Electrons on Target

The number of "Electrons on Target" (EoT) of a simulated or collected data sample is an important measure on the quantity of data the sample represents. Estimating this number depends on how the sample was constructed.

Real Data Collection

For real data, the accelerator folks at SLAC construct a beam that has a few parameters we can measure (or they can measure and then tell us).

  • duty cycle \(d\): the fraction of time that the beam is delivering bunches
  • rate \(r\): how quickly bunches are delivered
  • multiplicity \(\mu\): the Poisson average number of electrons per bunch

The first two parameters can be used to estimate the number of bunches the beam delivered to LDMX given the amount of time we collected data \(t\). \[ N_\text{bunch} = d \times r \times t \]

For an analysis that only inspects single-electron events, we can use the Poisson fraction of these bunches that corresponds to one-electron to estimate the number of EoT the analysis is inspecting. \[ N_\text{EoT} \approx \mu e^{-\mu} N_\text{bunch} \] If we are able to include all bunches (regardless on the number of electrons), then we can replace the Poisson fraction with the Poisson average. \[ N_\text{EoT} \approx \mu N_\text{bunch} \] A more precise estimate is certainly possible, but has not been investigated or written down to my knowledge.

Simulation

For the simulation, we configure the sample generation with a certain number of electrons per event (usually one) and we decide how many events to run for.
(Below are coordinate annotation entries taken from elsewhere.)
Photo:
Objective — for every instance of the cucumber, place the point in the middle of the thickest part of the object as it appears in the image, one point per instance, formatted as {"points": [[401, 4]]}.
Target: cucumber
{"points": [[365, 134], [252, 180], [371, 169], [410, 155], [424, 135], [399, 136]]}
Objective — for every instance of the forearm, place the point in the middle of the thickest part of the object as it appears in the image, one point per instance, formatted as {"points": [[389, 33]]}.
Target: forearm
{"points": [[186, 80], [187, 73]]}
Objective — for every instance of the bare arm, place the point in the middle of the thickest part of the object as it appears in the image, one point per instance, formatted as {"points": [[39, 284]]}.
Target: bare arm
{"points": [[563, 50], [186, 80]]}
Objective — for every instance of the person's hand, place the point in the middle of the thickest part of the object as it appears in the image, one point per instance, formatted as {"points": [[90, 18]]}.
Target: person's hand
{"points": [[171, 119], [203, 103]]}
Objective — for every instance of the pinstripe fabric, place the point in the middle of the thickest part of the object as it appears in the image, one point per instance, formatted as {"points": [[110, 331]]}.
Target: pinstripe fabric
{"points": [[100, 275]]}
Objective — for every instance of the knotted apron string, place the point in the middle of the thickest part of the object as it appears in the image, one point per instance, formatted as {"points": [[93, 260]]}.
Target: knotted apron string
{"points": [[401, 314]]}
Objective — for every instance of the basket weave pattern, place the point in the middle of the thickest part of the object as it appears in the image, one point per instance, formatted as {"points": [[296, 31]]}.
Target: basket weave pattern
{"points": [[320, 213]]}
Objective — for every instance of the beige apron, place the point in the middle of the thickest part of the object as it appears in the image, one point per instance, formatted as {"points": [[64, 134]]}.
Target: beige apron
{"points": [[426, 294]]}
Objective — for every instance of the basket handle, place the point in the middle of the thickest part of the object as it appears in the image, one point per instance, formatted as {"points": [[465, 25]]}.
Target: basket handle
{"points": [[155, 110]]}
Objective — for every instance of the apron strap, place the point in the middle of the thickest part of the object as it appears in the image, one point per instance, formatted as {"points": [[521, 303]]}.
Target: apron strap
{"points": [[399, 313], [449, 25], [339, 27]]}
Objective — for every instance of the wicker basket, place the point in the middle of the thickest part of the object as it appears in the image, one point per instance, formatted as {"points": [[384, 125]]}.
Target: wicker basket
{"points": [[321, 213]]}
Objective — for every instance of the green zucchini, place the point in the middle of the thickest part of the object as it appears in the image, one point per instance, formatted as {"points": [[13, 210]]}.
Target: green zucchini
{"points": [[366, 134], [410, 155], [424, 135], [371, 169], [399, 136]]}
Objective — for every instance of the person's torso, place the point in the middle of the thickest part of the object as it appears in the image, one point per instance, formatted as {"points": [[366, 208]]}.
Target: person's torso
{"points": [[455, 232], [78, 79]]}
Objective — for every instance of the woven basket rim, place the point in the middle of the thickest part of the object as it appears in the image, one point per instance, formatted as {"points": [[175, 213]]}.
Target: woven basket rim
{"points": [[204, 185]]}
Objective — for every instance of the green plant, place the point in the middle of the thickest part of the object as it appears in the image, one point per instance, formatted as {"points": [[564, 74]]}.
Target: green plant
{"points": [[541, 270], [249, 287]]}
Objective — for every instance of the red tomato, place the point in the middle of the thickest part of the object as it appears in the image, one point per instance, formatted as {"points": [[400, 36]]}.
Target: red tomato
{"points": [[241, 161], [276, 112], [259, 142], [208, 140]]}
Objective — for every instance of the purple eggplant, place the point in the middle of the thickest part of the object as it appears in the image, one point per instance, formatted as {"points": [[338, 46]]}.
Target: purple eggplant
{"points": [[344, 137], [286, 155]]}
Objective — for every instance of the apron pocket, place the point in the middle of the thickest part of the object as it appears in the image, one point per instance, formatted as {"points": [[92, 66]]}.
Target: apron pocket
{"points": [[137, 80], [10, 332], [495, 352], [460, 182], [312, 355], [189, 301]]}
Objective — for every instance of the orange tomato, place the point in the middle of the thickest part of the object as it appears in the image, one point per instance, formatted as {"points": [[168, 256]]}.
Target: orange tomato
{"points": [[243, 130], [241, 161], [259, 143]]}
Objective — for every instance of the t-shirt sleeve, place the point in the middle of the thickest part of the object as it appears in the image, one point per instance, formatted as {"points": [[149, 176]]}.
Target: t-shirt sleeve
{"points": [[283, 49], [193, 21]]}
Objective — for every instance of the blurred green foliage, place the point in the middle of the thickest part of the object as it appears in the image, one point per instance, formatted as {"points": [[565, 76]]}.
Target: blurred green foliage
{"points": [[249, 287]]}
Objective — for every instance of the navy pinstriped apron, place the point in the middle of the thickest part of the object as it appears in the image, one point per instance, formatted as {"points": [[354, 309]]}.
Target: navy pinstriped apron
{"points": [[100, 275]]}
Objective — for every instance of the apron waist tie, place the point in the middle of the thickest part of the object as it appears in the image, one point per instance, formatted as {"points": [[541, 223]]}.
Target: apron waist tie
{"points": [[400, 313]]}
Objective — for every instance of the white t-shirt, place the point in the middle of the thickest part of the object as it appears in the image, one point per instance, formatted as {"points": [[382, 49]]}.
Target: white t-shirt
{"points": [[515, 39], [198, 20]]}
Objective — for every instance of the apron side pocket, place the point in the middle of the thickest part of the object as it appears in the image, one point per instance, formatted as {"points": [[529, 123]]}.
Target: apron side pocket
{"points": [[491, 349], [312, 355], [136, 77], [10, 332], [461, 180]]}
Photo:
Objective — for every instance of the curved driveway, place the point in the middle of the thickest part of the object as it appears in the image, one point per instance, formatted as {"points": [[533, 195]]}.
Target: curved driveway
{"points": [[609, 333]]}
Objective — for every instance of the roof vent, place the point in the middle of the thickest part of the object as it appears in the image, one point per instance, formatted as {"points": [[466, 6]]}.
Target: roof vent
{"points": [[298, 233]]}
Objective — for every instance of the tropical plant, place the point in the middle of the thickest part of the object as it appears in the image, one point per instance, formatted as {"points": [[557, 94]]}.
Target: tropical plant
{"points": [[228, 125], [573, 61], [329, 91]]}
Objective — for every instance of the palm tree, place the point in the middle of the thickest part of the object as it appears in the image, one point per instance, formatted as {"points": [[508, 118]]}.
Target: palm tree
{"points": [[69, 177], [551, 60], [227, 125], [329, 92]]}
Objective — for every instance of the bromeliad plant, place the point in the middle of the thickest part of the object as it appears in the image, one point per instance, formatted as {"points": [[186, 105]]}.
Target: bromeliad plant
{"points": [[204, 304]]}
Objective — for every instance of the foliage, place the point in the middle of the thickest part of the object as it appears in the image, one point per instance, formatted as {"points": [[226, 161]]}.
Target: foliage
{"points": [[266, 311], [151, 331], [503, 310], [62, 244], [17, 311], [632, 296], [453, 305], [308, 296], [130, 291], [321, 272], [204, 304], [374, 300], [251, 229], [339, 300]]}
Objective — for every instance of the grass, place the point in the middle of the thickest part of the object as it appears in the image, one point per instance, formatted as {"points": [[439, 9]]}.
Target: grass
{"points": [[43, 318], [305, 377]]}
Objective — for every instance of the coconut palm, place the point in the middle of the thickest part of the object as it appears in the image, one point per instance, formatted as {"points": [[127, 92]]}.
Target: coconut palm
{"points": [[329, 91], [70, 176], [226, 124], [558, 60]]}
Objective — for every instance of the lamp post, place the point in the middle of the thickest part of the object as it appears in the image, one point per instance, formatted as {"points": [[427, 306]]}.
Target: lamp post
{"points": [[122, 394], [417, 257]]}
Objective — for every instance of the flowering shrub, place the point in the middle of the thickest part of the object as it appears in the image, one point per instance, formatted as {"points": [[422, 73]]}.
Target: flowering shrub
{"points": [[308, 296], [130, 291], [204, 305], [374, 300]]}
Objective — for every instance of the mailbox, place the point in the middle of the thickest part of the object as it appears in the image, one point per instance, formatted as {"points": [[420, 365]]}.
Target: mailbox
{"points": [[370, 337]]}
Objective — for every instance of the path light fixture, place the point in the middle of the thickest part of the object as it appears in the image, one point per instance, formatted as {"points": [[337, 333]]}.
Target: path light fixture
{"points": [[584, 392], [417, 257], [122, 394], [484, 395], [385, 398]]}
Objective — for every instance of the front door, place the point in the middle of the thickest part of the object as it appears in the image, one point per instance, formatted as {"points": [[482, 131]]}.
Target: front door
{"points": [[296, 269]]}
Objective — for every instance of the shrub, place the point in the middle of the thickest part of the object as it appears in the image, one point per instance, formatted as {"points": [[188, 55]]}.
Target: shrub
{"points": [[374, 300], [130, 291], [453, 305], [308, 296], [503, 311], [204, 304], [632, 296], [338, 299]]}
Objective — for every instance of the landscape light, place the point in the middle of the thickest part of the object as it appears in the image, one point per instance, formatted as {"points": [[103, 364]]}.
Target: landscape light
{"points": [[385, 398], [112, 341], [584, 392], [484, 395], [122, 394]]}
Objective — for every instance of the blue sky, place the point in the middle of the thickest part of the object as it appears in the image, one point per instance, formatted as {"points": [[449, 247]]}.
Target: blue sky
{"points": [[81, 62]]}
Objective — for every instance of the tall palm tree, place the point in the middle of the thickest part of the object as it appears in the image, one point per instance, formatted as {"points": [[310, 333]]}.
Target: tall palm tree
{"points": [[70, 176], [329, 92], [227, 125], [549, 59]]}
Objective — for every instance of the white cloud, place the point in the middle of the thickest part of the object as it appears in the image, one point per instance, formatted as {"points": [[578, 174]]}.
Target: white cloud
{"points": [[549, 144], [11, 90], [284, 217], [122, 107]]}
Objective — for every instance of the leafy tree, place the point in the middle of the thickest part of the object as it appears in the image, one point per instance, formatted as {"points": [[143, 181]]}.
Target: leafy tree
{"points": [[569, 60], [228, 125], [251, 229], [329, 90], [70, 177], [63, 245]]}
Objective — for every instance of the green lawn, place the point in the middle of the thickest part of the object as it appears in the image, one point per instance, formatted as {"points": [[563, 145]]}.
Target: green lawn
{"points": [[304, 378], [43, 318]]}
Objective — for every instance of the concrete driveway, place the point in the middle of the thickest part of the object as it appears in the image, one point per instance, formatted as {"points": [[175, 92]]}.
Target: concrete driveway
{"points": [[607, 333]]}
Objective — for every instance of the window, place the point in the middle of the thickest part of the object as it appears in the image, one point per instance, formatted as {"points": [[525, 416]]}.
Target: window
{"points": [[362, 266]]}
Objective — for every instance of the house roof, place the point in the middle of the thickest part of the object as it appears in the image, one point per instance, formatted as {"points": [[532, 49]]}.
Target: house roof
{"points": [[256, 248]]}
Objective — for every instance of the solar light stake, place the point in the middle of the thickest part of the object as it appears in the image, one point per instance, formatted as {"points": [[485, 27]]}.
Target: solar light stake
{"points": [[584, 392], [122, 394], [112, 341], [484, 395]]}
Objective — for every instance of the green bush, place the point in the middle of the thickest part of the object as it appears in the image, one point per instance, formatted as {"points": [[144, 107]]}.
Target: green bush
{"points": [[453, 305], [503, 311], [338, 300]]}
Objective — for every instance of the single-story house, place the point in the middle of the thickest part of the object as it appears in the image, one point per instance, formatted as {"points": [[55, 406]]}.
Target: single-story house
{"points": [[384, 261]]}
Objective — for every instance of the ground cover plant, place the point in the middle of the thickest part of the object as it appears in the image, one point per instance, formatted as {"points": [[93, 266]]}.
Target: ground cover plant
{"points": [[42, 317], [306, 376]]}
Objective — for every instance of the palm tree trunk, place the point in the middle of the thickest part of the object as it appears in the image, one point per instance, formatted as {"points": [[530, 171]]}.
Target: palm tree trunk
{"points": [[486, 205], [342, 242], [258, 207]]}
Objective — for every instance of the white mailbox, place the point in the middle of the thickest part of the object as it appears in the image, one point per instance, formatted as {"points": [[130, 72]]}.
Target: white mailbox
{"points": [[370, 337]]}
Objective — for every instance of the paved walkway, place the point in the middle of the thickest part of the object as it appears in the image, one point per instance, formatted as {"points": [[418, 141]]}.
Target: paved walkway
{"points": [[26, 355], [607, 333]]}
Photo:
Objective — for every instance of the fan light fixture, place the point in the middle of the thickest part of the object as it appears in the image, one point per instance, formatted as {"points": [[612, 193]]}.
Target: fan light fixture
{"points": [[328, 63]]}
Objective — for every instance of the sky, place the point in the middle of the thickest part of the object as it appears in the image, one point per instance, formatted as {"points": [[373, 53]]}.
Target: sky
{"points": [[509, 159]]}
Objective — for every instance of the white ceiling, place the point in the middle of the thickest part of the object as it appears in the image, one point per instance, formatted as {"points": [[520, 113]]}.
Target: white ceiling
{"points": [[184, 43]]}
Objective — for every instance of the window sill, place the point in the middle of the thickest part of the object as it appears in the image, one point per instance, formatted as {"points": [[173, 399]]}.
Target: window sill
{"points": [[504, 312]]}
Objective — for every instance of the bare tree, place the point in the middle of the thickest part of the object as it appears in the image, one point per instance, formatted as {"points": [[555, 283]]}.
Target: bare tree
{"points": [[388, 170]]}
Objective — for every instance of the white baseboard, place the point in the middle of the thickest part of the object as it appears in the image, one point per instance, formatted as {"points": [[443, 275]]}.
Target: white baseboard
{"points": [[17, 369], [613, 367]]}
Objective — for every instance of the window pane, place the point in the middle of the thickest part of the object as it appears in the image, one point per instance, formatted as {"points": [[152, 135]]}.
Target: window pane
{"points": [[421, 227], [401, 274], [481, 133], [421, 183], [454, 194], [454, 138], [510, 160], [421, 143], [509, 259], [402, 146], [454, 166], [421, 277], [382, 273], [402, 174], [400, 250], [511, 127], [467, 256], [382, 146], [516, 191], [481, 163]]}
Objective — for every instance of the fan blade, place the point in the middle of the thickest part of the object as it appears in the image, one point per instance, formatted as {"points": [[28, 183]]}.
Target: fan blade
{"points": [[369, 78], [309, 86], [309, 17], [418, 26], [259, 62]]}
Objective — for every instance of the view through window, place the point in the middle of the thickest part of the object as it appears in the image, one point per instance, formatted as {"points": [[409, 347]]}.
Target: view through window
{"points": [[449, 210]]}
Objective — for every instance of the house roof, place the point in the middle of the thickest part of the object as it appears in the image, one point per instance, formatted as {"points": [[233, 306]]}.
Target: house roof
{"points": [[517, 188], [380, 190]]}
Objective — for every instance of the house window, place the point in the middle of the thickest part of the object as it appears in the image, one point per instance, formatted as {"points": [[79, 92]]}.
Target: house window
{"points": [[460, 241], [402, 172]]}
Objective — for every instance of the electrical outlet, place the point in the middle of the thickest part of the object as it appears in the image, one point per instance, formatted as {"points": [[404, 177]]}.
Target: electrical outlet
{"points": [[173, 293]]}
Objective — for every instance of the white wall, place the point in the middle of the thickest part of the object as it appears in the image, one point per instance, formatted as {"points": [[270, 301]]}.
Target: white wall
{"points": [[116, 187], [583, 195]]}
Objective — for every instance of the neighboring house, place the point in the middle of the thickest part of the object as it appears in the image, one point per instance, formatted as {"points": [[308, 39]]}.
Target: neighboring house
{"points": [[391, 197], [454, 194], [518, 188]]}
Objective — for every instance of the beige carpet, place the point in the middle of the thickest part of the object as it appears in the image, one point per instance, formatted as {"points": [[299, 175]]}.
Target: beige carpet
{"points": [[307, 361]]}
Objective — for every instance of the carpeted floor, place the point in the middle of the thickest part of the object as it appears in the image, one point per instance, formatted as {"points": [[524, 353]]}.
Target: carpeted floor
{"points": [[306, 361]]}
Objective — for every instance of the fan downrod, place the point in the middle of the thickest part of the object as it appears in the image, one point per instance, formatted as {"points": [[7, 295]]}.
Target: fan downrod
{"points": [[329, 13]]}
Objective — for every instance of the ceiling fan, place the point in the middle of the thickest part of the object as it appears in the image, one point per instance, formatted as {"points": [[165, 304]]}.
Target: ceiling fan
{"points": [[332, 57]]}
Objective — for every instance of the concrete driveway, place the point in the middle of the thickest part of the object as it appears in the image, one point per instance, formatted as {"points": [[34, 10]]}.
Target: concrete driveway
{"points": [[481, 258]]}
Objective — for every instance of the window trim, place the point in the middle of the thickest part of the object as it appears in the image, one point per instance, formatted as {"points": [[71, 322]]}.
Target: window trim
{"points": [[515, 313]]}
Complexity is introduced when we do more complicated generation procedures in order to access rarer processes.

Single Electron Events

All of the discussion below is for single-electron events. Multiple-electron events are more complicated and have not been studied in as much detail.

In general, a good first estimate for the number of EoT a simulation sample represents is \[ N_\text{EoT}^\text{equiv} = \frac{N_\text{sampled}}{\sum w} N_\text{attempt} \] where

  • \(N_\text{sampled}\) is the number of events in the file(s) that constitute the sample
  • \(\sum w\) is the sum of the event weights of those same events
  • \(N_\text{attempt}\) is the number of events that were attempted when simulating

Another way to phrase this equation (one that is more appropriate for the statistical analysis below) is \[ N_\text{EoT}^\text{equiv} = \frac{N_\mathrm{attempt}}{\langle{w}\rangle} \] where \(\langle{w}\rangle\) is the mean event weight over the sampled events. Dividing by this mean event weight is like multiplying by an "effective biasing factor" since the event weights being with a value of \(1/B\).

Finding Number of Attempted Events

Currently, the number of attempted events is stored as the num_tries_ member of the RunHeader

Samples created with ldmx-sw verions >= v3.3.5 and <= v4.4.7 store this number in the numTries_ member of the RunHeader.

Samples created with ldmx-sw versions <= v3.1.11 have access to the "Events Began" field of the intParameters_ member of the RunHeader.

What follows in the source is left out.